Budgeting for those investments can be a challenge, noted Webster, particularly if they do not wind up boosting a firm’s top line. Or if it’s not clear how they will.
In terms of getting that funding, said Chakravarti, the treasurer needs to be able to articulate to the CFO why financial processes are changing, along with the business, and also needs to work in tandem with the technology staff to get the right infrastructure in place.
Staff involved need to become knowledgeable about how financial services and cash management are changing.
Against the inevitability of real time, he said, one question that frequently comes up from treasurers focuses on how they can prioritize their departmental transition.
The answer, Chakravarti said, depends on where those firms are in their journey.
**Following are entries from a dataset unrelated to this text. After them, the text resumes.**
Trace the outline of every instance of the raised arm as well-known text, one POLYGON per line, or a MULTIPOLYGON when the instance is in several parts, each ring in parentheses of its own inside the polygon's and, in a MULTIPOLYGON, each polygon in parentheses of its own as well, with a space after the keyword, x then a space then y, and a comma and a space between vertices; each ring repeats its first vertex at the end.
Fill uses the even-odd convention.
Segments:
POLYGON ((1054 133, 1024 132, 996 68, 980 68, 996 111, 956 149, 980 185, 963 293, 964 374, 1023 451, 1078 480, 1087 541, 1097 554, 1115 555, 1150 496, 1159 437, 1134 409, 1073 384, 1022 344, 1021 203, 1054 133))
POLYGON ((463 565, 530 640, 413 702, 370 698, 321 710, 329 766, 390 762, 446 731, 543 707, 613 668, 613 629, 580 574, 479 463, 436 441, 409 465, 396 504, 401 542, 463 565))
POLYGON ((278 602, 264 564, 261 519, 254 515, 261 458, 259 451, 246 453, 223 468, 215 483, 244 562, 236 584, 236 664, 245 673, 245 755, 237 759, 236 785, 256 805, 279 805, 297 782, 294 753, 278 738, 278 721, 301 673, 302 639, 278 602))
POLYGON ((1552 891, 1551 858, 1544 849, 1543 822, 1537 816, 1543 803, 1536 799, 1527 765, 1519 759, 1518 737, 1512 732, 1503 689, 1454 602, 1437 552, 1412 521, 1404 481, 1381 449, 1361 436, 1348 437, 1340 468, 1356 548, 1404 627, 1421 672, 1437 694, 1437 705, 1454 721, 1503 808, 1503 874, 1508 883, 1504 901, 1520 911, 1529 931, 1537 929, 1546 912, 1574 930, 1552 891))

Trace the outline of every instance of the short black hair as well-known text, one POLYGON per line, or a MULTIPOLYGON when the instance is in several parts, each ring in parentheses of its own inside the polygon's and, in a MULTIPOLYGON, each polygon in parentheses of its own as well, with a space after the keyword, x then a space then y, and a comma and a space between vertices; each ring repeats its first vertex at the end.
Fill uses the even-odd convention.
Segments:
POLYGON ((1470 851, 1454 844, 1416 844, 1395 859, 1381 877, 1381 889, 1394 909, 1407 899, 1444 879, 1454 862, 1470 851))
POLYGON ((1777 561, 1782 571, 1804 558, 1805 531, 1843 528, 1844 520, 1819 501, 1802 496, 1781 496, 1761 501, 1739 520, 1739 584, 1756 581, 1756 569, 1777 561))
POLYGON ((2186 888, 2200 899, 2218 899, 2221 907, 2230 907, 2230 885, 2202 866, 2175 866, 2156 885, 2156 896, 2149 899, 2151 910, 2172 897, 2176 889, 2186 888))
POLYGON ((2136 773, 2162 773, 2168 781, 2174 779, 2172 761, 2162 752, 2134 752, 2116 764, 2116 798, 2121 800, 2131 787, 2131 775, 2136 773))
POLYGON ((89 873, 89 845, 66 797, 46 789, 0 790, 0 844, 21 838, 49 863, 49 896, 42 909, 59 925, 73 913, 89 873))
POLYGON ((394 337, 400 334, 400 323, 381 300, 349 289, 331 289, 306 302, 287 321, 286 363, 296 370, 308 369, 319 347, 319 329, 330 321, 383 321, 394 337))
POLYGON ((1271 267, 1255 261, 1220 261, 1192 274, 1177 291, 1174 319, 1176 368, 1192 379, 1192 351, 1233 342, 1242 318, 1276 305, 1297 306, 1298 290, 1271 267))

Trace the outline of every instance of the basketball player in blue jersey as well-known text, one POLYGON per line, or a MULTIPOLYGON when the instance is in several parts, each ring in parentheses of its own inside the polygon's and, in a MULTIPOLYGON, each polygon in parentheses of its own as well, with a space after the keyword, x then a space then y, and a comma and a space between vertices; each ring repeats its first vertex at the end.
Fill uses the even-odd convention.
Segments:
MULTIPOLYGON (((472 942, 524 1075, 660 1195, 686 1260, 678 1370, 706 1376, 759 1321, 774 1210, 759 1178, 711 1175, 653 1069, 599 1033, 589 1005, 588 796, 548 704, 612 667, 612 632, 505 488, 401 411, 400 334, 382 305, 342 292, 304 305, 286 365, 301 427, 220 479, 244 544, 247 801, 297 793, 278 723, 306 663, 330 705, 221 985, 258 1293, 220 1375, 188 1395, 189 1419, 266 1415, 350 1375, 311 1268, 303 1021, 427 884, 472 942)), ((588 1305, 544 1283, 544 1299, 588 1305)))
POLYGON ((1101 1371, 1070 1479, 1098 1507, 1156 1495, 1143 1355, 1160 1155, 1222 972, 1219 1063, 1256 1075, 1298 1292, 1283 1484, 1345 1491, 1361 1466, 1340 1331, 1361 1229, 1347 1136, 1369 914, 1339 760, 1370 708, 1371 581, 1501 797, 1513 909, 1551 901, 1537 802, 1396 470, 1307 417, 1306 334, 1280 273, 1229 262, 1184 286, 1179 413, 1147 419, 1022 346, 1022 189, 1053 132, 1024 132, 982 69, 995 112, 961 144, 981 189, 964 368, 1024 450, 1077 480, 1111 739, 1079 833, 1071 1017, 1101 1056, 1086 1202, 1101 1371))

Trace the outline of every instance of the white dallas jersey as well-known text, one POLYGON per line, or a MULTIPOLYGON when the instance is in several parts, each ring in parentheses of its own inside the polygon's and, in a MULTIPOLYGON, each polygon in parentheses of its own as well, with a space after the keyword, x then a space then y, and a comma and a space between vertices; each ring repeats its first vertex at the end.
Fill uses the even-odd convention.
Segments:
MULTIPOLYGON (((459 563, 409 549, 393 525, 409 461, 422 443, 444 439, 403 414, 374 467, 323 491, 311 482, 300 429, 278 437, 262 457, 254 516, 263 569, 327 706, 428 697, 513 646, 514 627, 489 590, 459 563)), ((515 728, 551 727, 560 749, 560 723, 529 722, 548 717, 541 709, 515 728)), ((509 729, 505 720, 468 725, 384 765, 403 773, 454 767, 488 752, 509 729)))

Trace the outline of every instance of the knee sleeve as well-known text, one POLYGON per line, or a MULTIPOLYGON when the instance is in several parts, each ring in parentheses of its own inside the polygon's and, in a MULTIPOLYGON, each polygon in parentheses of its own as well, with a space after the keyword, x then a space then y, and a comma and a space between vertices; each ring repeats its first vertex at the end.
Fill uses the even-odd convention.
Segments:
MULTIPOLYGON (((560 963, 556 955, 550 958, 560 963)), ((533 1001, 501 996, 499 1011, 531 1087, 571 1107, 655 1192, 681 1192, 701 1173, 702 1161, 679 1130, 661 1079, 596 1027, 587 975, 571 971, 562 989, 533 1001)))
“You can break it into layers,” he said. As the base, treasury needs to complete the journey toward efficiency, making sure that functions such as liquidity management and accounts receivable and payable are centralized and streamlined through technology. Companies that are largely there should focus on the next layer, building to what he termed “smart treasury” — connecting data to machine learning and artificial intelligence (AI), that enables better decision-making, moving from analytics to reliable predictions. And equipped with that, toward high automation of operational treasury. All of this prepares us for the third layer, which comes as we move toward a fully integrated treasury operation, operating seamlessly with the business, supply chains and banks with high security.
“If we go from a world where value is exchanged on an end-of-day basis to, perhaps, a future of this happening on a minute-by-minute basis,” he told Webster, “that agility in thinking about finance and agility in thinking about technology is as important as getting the budget.”